Black students are constantly faced with microaggressions, blatant racism and discrimination to where it is physically and mentally exhausting to attend this school. Microaggressions in the classroom can include singling out students based on their ethnic background or even complimenting non-white students on how well their English is. 

This kind of stress is enough to break anyone. These feelings can be difficult to manage, especially when there are few resources on Marquette’s campus that offer the kind of support necessary for combating this issue. Ideally, the Counseling Center would be the place to go for students on campus, but its lack of diversity makes this difficult.
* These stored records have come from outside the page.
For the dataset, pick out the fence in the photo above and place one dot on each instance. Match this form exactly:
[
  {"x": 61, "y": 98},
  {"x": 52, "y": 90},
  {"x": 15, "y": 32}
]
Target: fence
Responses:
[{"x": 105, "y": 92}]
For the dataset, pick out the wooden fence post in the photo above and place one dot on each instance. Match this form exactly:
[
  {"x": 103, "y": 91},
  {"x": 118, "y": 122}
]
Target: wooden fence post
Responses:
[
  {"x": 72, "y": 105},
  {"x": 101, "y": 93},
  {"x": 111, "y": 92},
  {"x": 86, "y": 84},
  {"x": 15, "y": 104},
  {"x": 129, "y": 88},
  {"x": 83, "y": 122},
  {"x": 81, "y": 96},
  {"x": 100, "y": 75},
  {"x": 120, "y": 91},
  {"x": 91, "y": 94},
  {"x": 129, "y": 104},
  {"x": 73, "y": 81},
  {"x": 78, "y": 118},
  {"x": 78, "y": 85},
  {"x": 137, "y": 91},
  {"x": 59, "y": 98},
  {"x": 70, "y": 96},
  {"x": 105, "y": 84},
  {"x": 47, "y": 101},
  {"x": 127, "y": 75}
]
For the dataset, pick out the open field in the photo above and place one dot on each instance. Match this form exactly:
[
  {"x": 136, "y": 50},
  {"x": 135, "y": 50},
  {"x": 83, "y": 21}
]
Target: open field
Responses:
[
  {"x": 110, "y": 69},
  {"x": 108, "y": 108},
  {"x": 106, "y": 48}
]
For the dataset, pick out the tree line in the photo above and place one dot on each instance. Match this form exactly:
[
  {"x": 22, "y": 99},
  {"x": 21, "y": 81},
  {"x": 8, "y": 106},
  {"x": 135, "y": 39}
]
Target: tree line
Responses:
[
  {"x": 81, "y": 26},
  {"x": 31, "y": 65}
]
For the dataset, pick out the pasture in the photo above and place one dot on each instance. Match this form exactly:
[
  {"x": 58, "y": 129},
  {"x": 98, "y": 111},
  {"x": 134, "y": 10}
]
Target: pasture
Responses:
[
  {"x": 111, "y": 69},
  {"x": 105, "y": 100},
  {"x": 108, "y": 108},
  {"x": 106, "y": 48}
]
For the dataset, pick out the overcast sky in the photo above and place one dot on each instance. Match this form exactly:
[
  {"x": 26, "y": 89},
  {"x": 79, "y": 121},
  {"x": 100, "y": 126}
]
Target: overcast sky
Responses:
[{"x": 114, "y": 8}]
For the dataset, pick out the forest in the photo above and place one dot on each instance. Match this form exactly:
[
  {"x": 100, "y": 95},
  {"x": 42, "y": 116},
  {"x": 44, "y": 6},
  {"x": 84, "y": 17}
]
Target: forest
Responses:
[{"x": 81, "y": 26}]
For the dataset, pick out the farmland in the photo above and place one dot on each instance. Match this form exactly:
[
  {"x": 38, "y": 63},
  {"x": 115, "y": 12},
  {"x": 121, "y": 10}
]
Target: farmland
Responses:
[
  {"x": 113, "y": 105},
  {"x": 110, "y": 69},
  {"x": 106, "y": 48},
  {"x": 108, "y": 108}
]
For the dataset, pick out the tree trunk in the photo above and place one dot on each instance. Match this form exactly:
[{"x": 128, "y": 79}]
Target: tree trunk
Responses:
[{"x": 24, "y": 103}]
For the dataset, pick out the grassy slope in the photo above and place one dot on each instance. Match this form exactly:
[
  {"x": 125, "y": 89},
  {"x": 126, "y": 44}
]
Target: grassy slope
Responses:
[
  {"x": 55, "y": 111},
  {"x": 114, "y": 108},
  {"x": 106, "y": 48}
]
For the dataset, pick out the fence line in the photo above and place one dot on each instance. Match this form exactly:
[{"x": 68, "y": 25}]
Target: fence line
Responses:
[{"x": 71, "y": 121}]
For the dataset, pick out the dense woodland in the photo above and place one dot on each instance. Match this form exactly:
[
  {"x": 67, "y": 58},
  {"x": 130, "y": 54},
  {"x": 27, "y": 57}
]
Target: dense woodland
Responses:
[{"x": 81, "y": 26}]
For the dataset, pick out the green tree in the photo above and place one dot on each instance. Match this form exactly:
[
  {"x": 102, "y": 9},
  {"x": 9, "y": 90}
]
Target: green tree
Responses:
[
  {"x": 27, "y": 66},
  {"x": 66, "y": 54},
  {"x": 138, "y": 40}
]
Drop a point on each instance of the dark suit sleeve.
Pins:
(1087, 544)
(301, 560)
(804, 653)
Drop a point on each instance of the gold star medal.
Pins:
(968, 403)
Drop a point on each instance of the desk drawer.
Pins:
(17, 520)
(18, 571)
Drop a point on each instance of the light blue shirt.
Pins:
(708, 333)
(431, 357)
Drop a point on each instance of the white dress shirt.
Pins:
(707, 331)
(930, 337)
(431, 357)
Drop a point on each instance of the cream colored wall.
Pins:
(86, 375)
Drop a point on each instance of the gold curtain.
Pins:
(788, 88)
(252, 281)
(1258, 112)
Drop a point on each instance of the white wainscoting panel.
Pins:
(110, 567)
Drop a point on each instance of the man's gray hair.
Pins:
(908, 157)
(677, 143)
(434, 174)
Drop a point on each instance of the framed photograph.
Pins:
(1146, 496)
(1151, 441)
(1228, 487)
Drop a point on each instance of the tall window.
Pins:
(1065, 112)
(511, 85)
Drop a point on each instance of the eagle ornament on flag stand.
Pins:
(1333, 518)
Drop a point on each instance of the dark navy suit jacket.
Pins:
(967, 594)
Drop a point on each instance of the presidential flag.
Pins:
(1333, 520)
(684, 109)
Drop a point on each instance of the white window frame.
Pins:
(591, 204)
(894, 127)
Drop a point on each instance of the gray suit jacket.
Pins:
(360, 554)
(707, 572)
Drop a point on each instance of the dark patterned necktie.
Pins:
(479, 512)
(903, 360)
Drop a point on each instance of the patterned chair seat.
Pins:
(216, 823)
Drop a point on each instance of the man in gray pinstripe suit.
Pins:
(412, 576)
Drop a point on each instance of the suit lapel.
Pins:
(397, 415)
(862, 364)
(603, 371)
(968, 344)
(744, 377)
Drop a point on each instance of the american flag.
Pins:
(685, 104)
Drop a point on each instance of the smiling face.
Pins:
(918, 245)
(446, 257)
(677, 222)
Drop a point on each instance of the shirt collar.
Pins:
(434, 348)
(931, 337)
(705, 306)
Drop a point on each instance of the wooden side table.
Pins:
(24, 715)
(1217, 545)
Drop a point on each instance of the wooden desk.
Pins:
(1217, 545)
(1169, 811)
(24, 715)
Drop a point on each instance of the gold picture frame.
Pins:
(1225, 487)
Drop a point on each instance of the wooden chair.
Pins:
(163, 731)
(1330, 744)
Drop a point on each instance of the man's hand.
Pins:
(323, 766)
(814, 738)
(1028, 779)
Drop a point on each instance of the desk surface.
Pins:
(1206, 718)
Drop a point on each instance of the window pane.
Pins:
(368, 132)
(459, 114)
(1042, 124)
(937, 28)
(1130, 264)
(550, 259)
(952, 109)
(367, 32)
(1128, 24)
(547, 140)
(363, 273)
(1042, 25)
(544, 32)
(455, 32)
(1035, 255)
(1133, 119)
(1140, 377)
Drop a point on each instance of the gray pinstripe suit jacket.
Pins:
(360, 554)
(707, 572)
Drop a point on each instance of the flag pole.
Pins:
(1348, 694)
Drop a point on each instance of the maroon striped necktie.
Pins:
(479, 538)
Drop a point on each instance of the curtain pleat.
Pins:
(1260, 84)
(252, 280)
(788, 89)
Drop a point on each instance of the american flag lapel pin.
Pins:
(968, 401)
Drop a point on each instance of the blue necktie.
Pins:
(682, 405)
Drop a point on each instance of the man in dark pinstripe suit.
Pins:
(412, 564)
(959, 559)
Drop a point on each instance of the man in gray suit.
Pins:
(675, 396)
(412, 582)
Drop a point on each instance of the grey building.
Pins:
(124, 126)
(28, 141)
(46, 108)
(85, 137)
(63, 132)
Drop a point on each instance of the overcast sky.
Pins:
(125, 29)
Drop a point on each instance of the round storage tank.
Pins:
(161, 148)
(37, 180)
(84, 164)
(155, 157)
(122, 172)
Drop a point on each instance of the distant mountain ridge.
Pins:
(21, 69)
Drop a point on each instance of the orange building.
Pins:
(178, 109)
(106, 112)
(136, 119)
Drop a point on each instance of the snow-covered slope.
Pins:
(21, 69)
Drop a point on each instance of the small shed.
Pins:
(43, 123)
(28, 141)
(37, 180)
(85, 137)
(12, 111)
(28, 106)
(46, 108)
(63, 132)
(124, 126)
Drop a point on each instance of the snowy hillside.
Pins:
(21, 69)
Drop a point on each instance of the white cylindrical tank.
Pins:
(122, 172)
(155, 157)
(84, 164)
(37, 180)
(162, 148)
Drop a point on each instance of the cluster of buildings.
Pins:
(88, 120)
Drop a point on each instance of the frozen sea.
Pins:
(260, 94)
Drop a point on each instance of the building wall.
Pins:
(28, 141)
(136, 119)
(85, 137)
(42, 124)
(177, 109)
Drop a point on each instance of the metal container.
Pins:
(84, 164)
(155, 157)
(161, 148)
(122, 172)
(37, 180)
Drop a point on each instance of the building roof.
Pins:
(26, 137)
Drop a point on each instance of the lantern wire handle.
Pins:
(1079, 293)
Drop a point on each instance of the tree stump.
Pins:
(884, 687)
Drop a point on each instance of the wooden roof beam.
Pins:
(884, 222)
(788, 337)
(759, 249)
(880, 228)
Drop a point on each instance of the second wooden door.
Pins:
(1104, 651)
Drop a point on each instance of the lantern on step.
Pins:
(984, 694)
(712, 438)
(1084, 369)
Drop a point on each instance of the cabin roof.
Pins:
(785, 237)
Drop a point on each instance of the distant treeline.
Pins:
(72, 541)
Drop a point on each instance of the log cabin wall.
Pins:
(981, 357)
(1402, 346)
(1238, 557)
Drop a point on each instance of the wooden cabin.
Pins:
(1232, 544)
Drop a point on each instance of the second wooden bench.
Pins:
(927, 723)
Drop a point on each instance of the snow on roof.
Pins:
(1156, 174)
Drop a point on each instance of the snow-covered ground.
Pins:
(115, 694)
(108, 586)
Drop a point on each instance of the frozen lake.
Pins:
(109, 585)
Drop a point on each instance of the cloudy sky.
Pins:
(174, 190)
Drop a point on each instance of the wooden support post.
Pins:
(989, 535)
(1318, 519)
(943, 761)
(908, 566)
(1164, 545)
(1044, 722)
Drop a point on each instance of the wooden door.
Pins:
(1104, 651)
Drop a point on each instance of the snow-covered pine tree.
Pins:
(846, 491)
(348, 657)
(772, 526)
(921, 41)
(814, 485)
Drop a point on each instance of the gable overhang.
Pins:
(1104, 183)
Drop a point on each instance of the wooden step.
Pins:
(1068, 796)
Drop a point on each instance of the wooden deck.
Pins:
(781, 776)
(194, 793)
It is apparent when initially looking at the Counseling Center’s staff list that none of the counselors look like me. The majority of the staff are white women, and while they may be able to help me short term, support feels different when it is coming from someone who can empathize from a place of personal understanding. The underrepresentation of Black counselors may, unfortunately, signify to Black students that the university does not care about our needs as Black students.

While the university’s recent announcement of hiring a Black counselor is a positive step to support Black students, it must also work to take more proactive steps to preventing racial trauma and discrimination on campus. There would be less of a need for Black resources — like hiring a Black counselor and creating more spaces for Black students — if Black people felt more comfortable out in the open. But unfortunately, we do not, and no amount of Black spaces can fix that issue.

There must be elimination of racism and racial trauma, and this requires interventions at all levels from individuals, institutions and systems.

As a community, Marquette needs to take the initial lack of representation in the Counseling Center and the uncomfortable presence of Black students more seriously and work towards finding effective solutions to the problem, such as changing curriculum or adding trainings for students, faculty and staff. It is also important for practitioners to understand how racial trauma impacts their clients and use that as a lens for trauma-informed practice, and it is also crucial to implement policy changes that work towards ending structural racism in our communities.

Marquette has recently approved a list of demands that were presented by Marquette’s Black Student Council. To be the most effective, the university must take preventative measures to addressing racism on campus, so that the idea of “Black spaces” won’t be necessary in the future.